Question

graph the equation shown below by transforming the given graph of the parent function.
$y = \frac{1}{2} \cdot 2^x$

Explanation:

Step1: Identify the parent function

The parent function here is \( y = 2^x \), which is an exponential function. The given function is \( y=\frac{1}{2}\cdot2^x \).

Step2: Analyze the transformation

The transformation from \( y = 2^x \) to \( y=\frac{1}{2}\cdot2^x \) is a vertical compression by a factor of \( \frac{1}{2} \). For a function \( y = a\cdot f(x) \), if \( 0 < a < 1 \), it is a vertical compression. Here \( a=\frac{1}{2} \), so we take each point on the graph of \( y = 2^x \) and multiply its \( y \)-coordinate by \( \frac{1}{2} \).
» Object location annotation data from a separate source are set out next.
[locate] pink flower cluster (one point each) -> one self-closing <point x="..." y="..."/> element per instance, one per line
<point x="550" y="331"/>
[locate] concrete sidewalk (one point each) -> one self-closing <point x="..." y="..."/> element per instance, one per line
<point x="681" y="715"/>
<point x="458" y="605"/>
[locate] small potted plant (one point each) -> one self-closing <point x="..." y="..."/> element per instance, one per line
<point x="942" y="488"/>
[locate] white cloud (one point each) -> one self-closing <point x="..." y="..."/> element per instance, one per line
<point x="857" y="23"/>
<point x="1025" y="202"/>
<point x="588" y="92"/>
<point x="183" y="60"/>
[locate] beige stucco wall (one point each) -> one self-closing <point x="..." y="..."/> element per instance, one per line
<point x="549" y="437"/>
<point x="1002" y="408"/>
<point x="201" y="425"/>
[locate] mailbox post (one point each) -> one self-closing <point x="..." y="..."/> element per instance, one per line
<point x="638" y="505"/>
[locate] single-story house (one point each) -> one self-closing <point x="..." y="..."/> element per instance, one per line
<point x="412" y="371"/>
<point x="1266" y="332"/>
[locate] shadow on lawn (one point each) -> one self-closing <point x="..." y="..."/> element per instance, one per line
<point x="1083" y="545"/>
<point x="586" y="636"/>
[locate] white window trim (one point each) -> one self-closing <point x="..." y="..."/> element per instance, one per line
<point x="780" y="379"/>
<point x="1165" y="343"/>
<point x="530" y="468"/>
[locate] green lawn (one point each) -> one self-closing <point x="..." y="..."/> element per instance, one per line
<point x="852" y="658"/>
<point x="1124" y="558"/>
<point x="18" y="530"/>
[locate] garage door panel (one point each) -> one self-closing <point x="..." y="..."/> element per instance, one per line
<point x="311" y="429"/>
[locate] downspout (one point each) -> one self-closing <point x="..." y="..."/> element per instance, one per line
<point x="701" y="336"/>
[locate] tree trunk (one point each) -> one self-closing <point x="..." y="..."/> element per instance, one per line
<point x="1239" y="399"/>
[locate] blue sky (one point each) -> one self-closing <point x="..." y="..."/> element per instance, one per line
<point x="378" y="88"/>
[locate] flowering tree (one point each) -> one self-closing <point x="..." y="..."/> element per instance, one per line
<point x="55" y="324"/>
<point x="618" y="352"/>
• For the point \( (0, 1) \) on \( y = 2^x \), after compression: \( y=\frac{1}{2}\cdot1=\frac{1}{2} \), so the point becomes \( (0,\frac{1}{2}) \).
• For the point \( (1, 2) \) on \( y = 2^x \), after compression: \( y=\frac{1}{2}\cdot2 = 1 \), so the point becomes \( (1, 1) \).
• For the point \( (2, 4) \) on \( y = 2^x \), after compression: \( y=\frac{1}{2}\cdot4=2 \), so the point becomes \( (2, 2) \).
• For the point \( (3, 8) \) on \( y = 2^x \), after compression: \( y=\frac{1}{2}\cdot8 = 4 \), so the point becomes \( (3, 4) \).

Then we plot these new points \( (0,\frac{1}{2}) \), \( (1, 1) \), \( (2, 2) \), \( (3, 4) \) and draw the curve, which should have the same shape as the parent exponential function but vertically compressed.

Answer:

To graph \( y=\frac{1}{2}\cdot2^x \), vertically compress the graph of \( y = 2^x \) by a factor of \( \frac{1}{2} \) (multiply \( y \)-coordinates of points on \( y = 2^x \) by \( \frac{1}{2} \)) and plot the transformed points (e.g., \( (0,\frac{1}{2}) \), \( (1, 1) \), \( (2, 2) \), \( (3, 4) \)) to draw the curve.